The scale of this past weekend's event was double the size of last year, if not more. The main stage was massive enough to hold the Lips, and the side stages saw bigger crowds than last year's go-round. Locals were actually watching locals. People were meandering around breathing in the music.
Sure you had the rare folks who camped out on the hill facing the main stage, but with three other stages blasting music for at least six hours straight, they would have been fools to not move around just a bit. The KTRU and 29-95 set-ups were a little far-flung, but nothing to complain about. Some of the weekend's best meat could be seen there. Hell, there was even music in the VIP tents if you had the credentials.
|Hell City Kings|
The heat was oppressive both days, save the drenching the park got Sunday afternoon for a good hour, which sent some fans hiding under 18-wheeler trailers for the duration. And of course the mud soon followed, which naturally begat the mud people.

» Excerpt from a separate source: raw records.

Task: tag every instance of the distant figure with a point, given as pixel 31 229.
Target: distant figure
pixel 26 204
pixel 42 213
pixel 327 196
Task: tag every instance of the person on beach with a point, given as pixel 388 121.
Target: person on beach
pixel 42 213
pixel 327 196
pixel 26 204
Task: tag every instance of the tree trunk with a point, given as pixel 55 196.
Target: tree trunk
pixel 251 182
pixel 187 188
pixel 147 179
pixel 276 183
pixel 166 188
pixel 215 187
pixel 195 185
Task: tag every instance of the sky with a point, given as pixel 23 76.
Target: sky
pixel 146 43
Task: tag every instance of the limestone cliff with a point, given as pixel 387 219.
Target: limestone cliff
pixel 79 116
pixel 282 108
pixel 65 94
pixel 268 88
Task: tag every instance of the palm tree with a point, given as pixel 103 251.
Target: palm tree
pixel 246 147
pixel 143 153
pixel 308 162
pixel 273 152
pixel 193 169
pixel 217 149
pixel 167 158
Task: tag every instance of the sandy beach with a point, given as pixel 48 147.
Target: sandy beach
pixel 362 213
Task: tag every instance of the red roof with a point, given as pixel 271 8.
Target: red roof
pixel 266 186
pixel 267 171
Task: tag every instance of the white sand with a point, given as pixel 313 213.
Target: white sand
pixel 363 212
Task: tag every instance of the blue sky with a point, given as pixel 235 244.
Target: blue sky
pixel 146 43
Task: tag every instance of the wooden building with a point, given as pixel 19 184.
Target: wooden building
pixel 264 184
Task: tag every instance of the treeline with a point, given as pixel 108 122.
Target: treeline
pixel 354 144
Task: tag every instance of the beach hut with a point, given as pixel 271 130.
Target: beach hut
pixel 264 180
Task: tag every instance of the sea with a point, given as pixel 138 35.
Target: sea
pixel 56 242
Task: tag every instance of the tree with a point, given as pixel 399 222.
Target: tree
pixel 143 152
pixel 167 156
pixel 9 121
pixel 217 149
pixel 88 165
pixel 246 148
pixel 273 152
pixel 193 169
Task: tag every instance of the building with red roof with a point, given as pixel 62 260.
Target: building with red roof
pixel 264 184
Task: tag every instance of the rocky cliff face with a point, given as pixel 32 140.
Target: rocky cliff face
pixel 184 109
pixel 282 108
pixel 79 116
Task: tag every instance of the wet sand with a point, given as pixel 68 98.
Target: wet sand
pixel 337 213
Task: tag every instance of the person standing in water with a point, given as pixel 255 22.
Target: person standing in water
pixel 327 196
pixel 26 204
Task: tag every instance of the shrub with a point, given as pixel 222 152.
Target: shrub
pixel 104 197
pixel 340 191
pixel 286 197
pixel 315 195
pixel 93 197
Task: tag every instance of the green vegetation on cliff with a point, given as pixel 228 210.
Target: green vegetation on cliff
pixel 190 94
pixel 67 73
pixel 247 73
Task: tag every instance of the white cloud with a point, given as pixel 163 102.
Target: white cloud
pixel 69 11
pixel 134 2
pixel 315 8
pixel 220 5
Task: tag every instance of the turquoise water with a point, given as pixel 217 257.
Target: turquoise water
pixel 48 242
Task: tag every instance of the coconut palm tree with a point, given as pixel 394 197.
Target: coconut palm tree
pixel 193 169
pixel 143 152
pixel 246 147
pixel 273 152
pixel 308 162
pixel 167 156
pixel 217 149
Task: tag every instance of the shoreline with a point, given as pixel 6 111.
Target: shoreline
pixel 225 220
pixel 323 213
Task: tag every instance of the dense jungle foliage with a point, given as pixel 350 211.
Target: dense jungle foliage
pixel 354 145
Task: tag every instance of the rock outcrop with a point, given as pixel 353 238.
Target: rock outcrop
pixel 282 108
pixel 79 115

We saw no problems, save the odd passed-out kid or wet lighter, although the DJ on the rickshaw was a shame to see. [Ed Note: Agreed.]
If you wanted to smoke, legally, there were even two merchants of death on hand to give you the free poison.

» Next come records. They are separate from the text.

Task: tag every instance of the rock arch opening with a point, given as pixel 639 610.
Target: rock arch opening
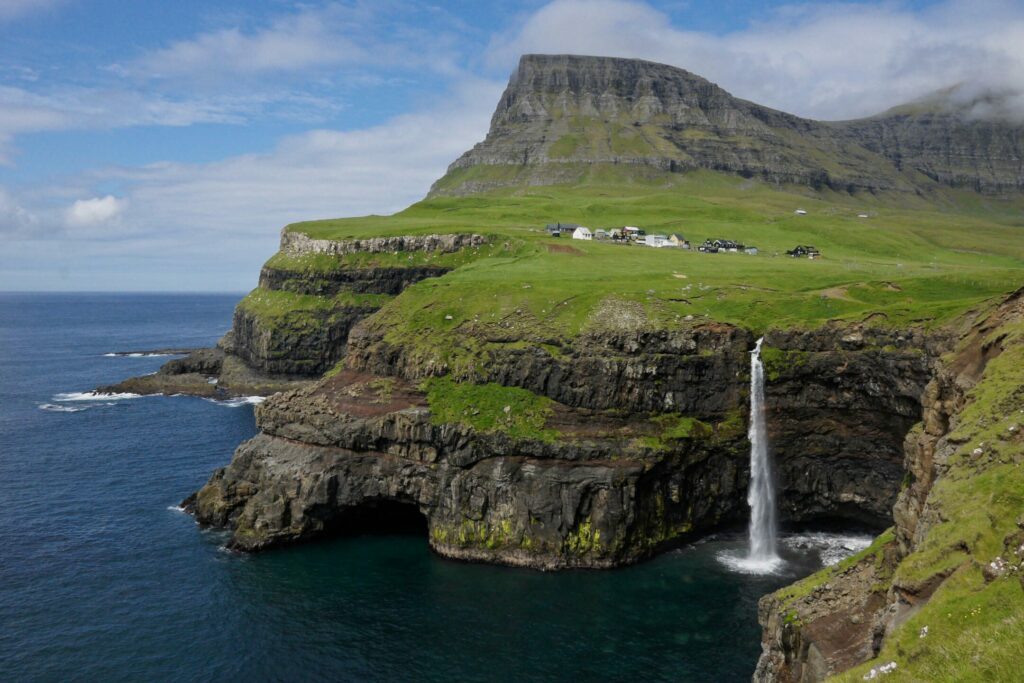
pixel 379 516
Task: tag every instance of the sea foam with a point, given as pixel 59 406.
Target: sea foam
pixel 92 395
pixel 238 401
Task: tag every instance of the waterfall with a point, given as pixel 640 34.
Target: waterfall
pixel 761 495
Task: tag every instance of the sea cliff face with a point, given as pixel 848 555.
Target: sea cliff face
pixel 954 541
pixel 636 440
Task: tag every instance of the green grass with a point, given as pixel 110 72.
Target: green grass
pixel 975 631
pixel 313 264
pixel 913 261
pixel 489 408
pixel 873 553
pixel 975 626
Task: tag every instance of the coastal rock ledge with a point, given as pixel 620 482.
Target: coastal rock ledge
pixel 566 477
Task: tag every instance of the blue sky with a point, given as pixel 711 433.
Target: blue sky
pixel 156 145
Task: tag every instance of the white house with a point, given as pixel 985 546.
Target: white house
pixel 679 241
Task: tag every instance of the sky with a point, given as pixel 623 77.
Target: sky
pixel 154 145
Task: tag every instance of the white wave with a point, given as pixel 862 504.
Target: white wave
pixel 141 354
pixel 238 401
pixel 57 408
pixel 738 561
pixel 92 395
pixel 62 409
pixel 830 548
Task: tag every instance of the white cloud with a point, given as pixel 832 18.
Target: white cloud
pixel 218 221
pixel 832 61
pixel 12 9
pixel 291 43
pixel 95 211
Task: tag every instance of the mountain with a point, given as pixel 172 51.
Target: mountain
pixel 563 118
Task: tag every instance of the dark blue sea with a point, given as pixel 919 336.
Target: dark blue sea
pixel 102 579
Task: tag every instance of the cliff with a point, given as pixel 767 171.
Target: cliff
pixel 940 594
pixel 562 117
pixel 597 455
pixel 545 402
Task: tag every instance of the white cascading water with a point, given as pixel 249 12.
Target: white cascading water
pixel 762 555
pixel 761 496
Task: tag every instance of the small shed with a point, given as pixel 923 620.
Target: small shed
pixel 632 231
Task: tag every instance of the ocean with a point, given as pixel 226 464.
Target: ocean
pixel 102 578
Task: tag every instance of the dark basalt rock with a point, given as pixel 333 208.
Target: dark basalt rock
pixel 561 113
pixel 359 281
pixel 594 497
pixel 588 502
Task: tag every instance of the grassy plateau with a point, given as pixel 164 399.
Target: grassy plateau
pixel 911 261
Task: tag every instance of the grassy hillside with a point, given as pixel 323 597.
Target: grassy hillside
pixel 914 260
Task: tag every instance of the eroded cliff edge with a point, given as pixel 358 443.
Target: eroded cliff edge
pixel 537 450
pixel 944 587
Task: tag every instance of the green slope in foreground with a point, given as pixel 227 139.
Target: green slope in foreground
pixel 913 261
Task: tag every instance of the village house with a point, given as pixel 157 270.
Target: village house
pixel 677 241
pixel 555 229
pixel 804 250
pixel 582 232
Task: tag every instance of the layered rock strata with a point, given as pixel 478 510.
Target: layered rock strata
pixel 295 326
pixel 597 496
pixel 604 482
pixel 830 623
pixel 561 115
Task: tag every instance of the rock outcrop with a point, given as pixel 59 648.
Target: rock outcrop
pixel 845 615
pixel 602 494
pixel 295 326
pixel 644 444
pixel 562 115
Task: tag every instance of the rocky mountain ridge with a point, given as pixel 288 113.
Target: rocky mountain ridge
pixel 562 116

Standouts for us on Saturday were Omotai early in the day on the KTRU stage, and Tyagaraja and the Hell City Kings at the bottom of the bowl on the Dos Equis stage. Rest assured this will be the only time that you will ever see those three names in the same Aftermath sentence.
Tyagaraja unfurled his new LP, Open Book
, showcasing the album's gritty spirituality. "Open Arms" is one of the witchiest things we heard all weekend.
As for the Hell City Kings, that was like having Poison Idea open for George Harrison. HCK is and always will be quality death-punk, and was what we needed to rouse us from our booze coma by late afternoon. God bless guitarist Christian Larson for letting lead singer Josh Wolfe violate him onstage six ways from Sunday.
Early Sunday, the clouds parted for the first four hours of the festival and gave way to a beating from the sun, which is where Aftermath got the brunt of our brutal head burn. The main stage was already adorned with the Lips' handiwork, as Wayne Coyne had been on the grounds since morning helping to hang the two mirror balls and the video arch in the middle of the stage.
We showed up in time for Black Congress' Coyne-awing main-stage set, and stuck around for Grandfather Child. Lucas Gorham's voice sounded hoarse from his recent air travel, but "Waiting for You" was as soulful as ever.